Upon creating your character from some very basic physical option, you enter Sunrise City and go about the usual MMORPG flair of learning the ropes. NPC shopkeepers and citizens give you missions, ATMs act as your character banks, pay phones allow you to choose from a host of jobs for earning rep with the various gang houses, sidewalk mailboxes are available for your delivery needs, and you may even read up current events by retrieving a newspaper from one of their stands. The majority of the shops are closed, yet enough remain in operation for you to ply your mercantile skills in one of the four crafting professions: engineer, chemist, gunsmith, or tailor. Gangs are CrimeCraft's version of guilds, and though you can play solo, creating or joining a gang is where your skills as a pimping criminal will pay off. For that, you'll have to hazard life outside the city wall and participate in combat matches.

Combat in CrimeCraft comes in both PvP and PvE modes, and is further divided into unique themed areas, each with their own set of game mechanic rules - Turf War, Snatch N' Grab, Robbery, Shootout, Riot, Safeguard, and Stockpile. Talking to the guards who man the secured entry points around Sunrise City can get you into these matches. Or you can join from the very easy to use user interface, where you can keep an eye on how many players are in each match. Or, and here's one of the beauty elements of CrimeCraft, you can simply hit the 'P' key, which triggers Quick Play, instantly dropping you in queue for a random match. Literally, within two minutes of starting the game, you can be in a match, and you can do this from anywhere in the city! Try doing that on World of Warcraft.

Combat Matches are where you will spend the better part of your time in the game, especially since that is where all the Jobs (achievements) and many Missions will send you. As mentioned earlier, using any of the pay phones scattered around the city's three subway-linked districts (Midtown, Downtown, and Oceanside) will connect you with the gang houses and tasks for earning rep with them. They mostly award XP and money, but also give out various crafting items. The game tracks the Jobs selected and completed for you, and does a good job of letting you know when you have a Job accomplished.

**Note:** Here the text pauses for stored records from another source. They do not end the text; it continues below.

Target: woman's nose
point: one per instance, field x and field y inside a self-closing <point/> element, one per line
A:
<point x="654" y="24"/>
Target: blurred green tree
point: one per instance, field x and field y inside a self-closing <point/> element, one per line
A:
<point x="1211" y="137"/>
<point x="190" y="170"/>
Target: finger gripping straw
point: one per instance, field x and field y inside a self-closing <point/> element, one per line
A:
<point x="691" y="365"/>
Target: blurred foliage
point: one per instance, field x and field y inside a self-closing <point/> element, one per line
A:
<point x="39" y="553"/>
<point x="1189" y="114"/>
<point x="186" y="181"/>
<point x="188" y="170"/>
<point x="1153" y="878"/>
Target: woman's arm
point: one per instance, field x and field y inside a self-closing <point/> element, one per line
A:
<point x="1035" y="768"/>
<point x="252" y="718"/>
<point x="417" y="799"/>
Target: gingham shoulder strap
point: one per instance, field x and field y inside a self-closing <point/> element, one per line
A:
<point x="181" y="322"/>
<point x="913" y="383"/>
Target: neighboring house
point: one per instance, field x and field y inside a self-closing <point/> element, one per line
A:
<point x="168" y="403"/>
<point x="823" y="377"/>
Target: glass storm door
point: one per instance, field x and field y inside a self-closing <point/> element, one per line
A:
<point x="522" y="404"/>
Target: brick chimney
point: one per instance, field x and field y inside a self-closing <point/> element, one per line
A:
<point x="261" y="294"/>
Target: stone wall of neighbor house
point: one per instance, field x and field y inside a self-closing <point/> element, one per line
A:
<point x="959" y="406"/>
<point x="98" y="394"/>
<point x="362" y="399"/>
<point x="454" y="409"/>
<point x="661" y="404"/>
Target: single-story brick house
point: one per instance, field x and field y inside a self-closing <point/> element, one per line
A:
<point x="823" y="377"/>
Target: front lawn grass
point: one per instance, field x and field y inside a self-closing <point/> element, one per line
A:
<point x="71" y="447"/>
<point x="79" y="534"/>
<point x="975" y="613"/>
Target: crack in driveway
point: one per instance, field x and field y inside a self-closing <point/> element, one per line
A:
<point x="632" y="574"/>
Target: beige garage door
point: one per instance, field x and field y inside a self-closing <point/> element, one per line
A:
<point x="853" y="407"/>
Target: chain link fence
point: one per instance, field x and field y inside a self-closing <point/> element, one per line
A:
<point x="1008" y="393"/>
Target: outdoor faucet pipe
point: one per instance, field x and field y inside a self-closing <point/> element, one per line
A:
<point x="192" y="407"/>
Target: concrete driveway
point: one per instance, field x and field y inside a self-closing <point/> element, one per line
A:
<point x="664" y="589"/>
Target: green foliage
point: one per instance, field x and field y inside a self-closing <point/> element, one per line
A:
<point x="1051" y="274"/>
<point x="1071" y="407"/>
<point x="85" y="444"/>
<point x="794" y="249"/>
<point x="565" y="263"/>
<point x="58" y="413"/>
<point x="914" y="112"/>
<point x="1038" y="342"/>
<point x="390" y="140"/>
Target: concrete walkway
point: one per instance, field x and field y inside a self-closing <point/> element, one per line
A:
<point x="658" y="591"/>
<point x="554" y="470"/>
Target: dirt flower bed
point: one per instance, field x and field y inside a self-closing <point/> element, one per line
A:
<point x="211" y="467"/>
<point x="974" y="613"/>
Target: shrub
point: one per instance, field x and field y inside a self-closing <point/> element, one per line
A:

Missions are gathered from NPCs, and from the start seem more like helping you get the lay of the land, in that they send you on a lot of 'go see so-and-so here' quests. That's not a bad thing, though, as there are many NPCs you will need to know the location of, like the various craft and skill trainers, shopkeepers and item vendors, black market trader, and pawnbroker (CrimeCraft's version of the auction house). Speak to the Gang Manager to start your own gang, and when you and your gang have reached sufficient level, you can speak to a Gang House Manager to buy a gang hideout.

Vogster Entertainment is further setting CrimeCraft apart from the creeping mass of MMORPGs by billing it as a Persistent World Next-gen Shooter (PWNS). Whatever name they call it, it has many of the elements needed for solid and fun gameplay. Add to that their partnership with MMA World Champion Jens 'Lil Evil' Pulver (managed by Brian Butler of SuckerPunch Entertainment), who will soon be in game as an NPC, and possibly as a Boss in one of the matches. Also, the game recently added its first major update, which "included new subscription models, the addition of an unlimited free trial, and many other perks and features, including a special title of Original Gangster for those that purchased the game prior to the update."

The potential is here, with more incoming, for CrimeCraft to steal many hours of your MMORPG game time away, but only if you have the guts, and the guns. Because in CrimeCraft, you'll need both.